Among the documents declassified which were among thousands of pages of documents and other materials seized by Navy SEALs during the raid on bin Laden’s compound is a letter is which he wonders if an Iranian dentist have planted a tracking device in his wife’s tooth.
Osama while writing using the nom de guerre Abu Abdallah said the size of the chip is about the length of a grain of wheat and the width of a fine piece of vermicelli.
According to the documents, Osama had a fear of Fear of surveillance and in one letter, he warns that a suitcase used to deliver a ransom could contain a tracking device.
The documents come at a time when Apple is in a fight against government orders to break open locked iPhones, which could be the legal authorization for “virtually limitless” surveillance under the Internet of Things.

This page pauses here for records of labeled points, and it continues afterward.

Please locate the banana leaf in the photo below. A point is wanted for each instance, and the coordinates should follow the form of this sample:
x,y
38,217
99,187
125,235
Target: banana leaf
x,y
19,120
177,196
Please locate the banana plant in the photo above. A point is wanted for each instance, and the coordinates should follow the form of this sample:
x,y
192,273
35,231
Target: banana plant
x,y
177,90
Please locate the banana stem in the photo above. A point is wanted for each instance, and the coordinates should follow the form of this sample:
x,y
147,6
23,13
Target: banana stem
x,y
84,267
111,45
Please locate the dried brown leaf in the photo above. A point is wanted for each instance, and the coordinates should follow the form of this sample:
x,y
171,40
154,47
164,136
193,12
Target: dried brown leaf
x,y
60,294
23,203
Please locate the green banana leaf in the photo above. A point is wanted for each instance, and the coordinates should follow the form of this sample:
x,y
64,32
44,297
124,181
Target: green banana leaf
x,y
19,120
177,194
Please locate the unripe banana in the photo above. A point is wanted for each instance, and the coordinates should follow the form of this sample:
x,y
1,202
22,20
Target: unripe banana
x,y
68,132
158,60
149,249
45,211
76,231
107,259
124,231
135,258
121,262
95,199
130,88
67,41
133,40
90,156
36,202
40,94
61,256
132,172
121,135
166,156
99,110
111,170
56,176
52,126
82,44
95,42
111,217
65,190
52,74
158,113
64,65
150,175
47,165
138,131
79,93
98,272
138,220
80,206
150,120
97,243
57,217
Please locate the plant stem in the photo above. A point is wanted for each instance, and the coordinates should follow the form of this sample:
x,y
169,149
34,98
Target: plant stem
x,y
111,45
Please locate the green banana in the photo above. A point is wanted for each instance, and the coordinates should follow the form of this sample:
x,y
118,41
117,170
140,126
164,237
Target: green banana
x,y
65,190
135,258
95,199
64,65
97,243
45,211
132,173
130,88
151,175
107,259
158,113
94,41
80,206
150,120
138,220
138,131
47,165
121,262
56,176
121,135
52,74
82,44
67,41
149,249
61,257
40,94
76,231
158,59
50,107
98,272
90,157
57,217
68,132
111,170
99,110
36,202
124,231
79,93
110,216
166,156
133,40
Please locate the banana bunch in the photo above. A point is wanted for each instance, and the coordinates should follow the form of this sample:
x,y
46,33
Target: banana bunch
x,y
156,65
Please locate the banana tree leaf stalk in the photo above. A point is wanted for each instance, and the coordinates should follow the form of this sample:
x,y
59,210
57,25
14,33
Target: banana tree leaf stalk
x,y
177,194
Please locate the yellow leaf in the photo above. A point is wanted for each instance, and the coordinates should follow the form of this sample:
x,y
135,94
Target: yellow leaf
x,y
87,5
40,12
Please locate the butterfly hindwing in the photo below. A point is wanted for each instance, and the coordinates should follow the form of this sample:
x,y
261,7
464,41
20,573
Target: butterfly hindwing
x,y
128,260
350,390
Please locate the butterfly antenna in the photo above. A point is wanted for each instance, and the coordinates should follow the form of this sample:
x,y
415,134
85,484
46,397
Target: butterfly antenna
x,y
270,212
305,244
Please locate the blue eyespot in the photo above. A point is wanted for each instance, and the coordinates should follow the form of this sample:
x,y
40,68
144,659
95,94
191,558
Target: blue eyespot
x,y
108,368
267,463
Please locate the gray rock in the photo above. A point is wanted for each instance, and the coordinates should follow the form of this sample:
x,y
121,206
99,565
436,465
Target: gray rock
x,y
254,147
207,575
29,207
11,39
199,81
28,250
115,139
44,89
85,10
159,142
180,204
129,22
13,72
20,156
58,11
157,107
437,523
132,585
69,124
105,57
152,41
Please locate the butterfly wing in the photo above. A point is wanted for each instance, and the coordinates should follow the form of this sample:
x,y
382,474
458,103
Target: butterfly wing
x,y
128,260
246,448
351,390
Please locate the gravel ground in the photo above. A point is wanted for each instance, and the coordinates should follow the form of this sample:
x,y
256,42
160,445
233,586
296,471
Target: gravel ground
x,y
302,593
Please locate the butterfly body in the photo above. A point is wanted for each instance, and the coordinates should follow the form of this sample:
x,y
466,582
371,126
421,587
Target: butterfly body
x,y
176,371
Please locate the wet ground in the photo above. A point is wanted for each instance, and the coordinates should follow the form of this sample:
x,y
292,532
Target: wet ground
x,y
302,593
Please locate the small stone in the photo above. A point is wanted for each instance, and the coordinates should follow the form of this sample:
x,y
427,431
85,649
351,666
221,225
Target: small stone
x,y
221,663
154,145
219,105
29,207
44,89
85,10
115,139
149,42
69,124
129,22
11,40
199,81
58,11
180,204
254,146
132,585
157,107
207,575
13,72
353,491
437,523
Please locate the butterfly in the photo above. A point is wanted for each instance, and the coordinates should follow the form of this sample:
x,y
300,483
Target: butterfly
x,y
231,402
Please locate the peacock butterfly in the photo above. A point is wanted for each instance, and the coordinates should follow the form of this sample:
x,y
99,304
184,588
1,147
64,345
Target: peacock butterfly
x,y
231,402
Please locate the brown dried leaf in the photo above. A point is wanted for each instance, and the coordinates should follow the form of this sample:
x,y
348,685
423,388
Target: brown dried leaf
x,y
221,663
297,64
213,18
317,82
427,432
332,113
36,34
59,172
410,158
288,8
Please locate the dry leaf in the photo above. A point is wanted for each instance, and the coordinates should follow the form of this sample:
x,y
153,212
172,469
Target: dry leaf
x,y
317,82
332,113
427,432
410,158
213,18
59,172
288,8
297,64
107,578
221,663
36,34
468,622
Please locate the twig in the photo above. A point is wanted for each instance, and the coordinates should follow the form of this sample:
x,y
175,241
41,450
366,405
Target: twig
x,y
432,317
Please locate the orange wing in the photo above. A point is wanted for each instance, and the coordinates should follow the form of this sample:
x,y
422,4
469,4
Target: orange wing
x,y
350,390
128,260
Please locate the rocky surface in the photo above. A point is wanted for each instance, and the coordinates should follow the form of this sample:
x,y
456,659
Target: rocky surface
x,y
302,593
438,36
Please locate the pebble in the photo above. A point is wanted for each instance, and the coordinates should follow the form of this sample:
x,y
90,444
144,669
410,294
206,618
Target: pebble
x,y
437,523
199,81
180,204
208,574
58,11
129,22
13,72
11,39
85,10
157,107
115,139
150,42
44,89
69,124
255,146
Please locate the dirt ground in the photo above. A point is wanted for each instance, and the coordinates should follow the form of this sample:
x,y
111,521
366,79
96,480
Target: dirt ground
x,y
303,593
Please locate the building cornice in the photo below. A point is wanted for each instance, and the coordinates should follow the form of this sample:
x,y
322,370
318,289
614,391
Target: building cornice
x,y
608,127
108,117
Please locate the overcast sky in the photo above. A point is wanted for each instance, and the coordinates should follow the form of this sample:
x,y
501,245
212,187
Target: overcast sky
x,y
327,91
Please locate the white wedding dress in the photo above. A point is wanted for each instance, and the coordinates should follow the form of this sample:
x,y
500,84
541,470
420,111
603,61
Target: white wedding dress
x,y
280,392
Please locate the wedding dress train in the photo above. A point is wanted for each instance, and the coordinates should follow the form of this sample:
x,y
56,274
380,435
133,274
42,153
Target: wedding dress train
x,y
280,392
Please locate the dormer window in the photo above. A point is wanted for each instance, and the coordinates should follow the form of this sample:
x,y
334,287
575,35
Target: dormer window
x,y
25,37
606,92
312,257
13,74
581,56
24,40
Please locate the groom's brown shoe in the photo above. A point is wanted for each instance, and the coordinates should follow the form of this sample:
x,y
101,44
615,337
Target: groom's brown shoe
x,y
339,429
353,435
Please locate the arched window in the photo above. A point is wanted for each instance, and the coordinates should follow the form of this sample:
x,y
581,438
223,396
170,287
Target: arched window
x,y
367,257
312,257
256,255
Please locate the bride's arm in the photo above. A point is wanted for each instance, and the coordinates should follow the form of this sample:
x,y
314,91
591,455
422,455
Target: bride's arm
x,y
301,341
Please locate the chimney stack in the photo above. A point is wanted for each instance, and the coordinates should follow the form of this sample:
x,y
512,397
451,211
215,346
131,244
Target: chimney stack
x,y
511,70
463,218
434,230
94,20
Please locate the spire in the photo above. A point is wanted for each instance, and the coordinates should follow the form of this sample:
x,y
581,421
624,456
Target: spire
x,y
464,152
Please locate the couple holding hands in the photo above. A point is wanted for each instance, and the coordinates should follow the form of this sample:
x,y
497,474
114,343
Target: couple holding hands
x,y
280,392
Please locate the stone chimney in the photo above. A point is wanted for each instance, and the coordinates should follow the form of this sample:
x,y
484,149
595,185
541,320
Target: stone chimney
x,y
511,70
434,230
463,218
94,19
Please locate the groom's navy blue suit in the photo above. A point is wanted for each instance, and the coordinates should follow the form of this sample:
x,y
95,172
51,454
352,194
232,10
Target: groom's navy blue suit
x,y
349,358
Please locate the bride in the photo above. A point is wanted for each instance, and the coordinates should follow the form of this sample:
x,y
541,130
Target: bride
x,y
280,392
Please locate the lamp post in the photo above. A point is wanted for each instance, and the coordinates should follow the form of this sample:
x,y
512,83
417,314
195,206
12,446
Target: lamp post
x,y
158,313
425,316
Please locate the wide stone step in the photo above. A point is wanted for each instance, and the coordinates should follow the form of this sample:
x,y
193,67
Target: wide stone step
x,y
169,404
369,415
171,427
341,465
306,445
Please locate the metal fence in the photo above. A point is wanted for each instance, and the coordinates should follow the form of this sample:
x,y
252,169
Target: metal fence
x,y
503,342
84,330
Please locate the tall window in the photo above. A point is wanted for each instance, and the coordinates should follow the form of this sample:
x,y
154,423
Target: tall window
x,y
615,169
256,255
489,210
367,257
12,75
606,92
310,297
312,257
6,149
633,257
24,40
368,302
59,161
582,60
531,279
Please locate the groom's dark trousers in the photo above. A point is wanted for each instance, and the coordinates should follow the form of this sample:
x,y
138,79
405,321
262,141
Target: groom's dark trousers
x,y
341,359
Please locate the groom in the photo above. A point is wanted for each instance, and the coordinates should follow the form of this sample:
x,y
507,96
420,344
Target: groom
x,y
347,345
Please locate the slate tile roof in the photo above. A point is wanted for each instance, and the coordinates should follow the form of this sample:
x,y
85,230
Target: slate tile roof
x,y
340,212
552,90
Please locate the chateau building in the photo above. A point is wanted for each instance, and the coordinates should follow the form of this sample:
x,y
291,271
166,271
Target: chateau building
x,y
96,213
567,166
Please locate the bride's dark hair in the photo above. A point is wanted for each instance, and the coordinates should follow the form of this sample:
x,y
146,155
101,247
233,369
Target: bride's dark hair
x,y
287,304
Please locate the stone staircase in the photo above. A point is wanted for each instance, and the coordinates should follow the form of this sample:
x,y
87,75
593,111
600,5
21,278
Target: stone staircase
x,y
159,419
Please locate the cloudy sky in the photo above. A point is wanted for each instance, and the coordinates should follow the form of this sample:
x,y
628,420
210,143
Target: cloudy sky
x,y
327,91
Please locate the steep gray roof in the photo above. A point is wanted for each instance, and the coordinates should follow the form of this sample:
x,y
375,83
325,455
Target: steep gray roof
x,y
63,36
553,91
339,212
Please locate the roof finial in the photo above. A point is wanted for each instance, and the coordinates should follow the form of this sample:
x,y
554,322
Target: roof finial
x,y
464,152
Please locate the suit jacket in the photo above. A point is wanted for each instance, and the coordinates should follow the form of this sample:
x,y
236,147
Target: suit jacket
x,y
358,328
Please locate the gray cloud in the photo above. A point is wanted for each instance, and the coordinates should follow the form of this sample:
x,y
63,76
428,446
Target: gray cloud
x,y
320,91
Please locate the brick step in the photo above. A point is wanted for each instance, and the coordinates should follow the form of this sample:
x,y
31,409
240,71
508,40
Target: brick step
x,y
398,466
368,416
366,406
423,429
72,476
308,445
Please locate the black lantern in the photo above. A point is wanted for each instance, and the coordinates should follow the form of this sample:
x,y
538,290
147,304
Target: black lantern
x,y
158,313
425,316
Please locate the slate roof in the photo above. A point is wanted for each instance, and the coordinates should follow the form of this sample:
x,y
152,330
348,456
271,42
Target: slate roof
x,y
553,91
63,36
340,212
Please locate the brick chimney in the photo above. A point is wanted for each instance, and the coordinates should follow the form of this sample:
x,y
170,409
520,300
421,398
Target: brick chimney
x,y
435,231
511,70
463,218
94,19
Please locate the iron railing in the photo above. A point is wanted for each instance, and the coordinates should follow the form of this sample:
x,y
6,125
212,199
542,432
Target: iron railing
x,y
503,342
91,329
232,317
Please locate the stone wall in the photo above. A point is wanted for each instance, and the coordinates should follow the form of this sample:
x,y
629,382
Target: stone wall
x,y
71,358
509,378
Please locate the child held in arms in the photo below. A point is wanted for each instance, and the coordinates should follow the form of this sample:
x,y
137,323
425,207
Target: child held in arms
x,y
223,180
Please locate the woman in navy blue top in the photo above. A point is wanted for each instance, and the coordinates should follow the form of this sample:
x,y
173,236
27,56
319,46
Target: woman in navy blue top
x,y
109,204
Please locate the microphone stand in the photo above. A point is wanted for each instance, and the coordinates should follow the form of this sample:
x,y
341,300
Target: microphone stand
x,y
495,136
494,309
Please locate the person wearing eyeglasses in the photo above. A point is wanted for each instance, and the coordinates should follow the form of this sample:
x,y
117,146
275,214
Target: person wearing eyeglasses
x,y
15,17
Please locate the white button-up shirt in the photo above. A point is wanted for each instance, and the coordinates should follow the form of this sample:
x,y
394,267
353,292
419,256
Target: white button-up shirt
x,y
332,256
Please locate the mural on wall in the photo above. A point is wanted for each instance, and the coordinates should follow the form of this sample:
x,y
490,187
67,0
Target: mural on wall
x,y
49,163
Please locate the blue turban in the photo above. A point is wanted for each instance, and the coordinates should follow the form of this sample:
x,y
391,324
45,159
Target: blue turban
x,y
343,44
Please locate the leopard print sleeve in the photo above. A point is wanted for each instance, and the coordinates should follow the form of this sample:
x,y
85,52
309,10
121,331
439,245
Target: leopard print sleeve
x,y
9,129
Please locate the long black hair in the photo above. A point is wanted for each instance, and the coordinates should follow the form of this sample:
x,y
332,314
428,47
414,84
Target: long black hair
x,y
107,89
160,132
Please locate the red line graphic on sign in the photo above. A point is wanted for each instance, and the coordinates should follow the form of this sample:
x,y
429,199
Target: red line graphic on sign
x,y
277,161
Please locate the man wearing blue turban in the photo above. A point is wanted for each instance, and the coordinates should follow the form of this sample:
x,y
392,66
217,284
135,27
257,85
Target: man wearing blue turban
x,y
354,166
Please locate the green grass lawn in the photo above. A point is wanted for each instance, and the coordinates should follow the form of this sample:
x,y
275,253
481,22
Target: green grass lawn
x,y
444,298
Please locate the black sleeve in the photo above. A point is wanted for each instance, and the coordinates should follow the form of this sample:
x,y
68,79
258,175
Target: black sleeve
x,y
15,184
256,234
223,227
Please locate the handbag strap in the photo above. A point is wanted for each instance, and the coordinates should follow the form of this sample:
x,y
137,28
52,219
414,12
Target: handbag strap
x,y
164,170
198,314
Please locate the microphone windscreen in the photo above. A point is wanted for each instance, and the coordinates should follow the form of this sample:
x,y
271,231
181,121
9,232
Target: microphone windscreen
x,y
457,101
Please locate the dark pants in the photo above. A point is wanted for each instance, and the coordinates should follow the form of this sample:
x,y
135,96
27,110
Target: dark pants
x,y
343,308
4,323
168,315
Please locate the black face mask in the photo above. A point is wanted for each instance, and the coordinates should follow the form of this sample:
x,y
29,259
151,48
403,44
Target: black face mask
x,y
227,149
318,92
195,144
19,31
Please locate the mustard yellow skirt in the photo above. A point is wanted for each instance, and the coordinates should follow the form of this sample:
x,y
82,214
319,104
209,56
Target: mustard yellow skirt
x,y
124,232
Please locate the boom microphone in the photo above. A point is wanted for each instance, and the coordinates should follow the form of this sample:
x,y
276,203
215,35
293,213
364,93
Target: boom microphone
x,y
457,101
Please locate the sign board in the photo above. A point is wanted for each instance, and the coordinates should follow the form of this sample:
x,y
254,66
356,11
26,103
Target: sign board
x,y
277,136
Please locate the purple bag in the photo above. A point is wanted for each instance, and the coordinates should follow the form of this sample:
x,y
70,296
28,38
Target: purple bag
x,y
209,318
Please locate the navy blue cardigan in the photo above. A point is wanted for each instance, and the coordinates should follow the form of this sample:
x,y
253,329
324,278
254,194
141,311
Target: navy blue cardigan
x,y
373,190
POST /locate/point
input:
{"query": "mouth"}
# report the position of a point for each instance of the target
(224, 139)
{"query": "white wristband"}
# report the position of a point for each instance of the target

A federal judge’s order rejected a government request in a New York drug case yesterday. Midway through his lengthy opinion, Magistrate Judge James Orenstein made that point clear as he dismantled the staggering government claim that Apple’s software licensing arrangement was proof that the company was “sufficiently close” to consumer devices that it could be compelled to unlock them.
In a letter to customers on Feb. 16, Apple CEO Tim Cook said he opposed the order because it would undermine necessary security measures put in place to prevent hacking and unauthorized access to iPhones.
The case has sparked a national debate over whether the government’s need to access devices outweighed the public’s right to privacy and data security.